Published: Thursday, November 3, 2011

Updated: Friday, November 4, 2011 13:11

 

If I were to say the word "role playing," what is the first thing that comes to mind?  Dungeons and Dragons?  World of Warcraft? Bedroom foreplay?

Back in the early days, basically before the turn of the century, role players had the stigma of being slobbish nerds who lived in their parent's basements well past the age of thirty. At the best.

In the mid 80s and early 90s, several fundamentalist groups and concerned parents linked the most popular role playing game of the time, Dungeons and Dragons, to suicides and Satanic worship, a stigma that has dogged the genre ever since.

In either case, an assumption was that role players were isolationist fringe characters.

But in the past decade, society has begun to see that loner persona is not the case with role players, thanks to a role playing community that has become much more vocal about its hobbies.

From Oct. 21 to Oct. 22, BlizzCon, the gaming convention put on by Activision-Blizzard, the company that produced World of Warcraft, drew nearly 26,000 people according to the New York Times article "Best Friends, in Fantasy and Reality."

The article continues on with descriptions of interactions between game developers and fans and even guild members who had never met before thanks to one member being deployed in Iraq.
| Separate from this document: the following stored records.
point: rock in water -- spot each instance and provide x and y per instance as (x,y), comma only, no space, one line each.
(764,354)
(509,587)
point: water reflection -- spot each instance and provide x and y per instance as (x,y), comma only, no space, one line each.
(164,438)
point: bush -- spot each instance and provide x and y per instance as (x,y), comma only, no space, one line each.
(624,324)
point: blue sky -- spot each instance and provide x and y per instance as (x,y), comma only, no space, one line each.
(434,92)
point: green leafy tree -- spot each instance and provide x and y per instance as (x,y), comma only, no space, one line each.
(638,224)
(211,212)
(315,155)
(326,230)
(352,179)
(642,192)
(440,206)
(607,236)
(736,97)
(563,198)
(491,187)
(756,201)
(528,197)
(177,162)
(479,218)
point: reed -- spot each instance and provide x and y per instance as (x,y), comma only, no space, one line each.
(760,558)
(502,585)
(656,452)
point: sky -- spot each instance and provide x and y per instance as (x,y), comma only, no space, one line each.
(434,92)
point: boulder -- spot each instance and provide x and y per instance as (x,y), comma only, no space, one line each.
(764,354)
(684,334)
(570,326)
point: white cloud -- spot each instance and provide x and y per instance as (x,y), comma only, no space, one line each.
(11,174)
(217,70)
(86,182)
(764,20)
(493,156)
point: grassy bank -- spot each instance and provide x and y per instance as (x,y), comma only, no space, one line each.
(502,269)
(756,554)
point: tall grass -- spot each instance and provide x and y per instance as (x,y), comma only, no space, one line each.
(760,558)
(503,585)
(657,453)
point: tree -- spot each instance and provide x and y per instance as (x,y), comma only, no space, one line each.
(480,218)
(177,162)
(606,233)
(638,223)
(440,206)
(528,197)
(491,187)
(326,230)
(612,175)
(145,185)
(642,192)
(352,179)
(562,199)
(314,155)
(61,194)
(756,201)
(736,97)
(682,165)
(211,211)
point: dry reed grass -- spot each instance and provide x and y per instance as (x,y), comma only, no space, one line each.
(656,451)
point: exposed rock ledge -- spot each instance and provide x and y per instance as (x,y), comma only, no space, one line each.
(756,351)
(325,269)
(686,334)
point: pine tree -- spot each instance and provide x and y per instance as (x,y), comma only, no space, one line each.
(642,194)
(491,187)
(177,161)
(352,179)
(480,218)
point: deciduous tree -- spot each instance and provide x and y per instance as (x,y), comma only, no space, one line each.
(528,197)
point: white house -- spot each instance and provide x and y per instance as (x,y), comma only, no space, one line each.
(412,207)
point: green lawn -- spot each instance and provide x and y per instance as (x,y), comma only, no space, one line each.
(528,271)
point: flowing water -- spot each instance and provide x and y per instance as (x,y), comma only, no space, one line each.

And this was a smaller convention for the genre.

San Diego, Cali.'s Comic Con expected over 125,000 attendees for this year's four-day convention according to San Diego Magazie, and Indianapolis, Ind.'s 2011 GenCon convention broke its attendance record with 36,733 attendees.

ISU's own gaming convention, ISU Con, drew in 350 people, said Kayla Graham, the president of the sponsoring organization, the ISU Role Player's Guild.

My point, then, is that this subgroup of geek culture is not what everyone assumes.  Role players are not the creepy basement-dwellers some people think they are, but rather social, outgoing people.

And not only is the loner stereotype being broken, role playing and gaming in general are becoming widely accepted by pop culture. For instance, take Felicia Day's web series "The Guild," which just finished its fifth season.

The web series breaks down several of the stereotypes—the neurotic recluse, the douche bag teenager, the socially inept oddball—and shows these people come together and become friends in real life, where they form unbreakable bonds, despite infighting that develops through rival guilds and convention nightmares.

The web series boasts 73,446 followers on Twitter and 311,391 likes on Facebook.

This shows just how much role playing has begun divesting itself of the stereotypes that have been forced upon it.

But this change in perception is not just being displayed in stereotype changes, but is also becoming a multi-billion dollar industry thanks to this increase in popularity.

Activision-Blizzard's website stated that their March 2011 quarterly earnings were up to 1.449 billion dollars, a nearly 141 million dollar increase from March 2010.

According to a June 2011 Gamasutra.com article, Activision-Blizzard announced that 11.1 million people subscribe to the game, which was a decrease from previous years.

In many ways, role playing is moving from the dark into mainstream media and pop culture.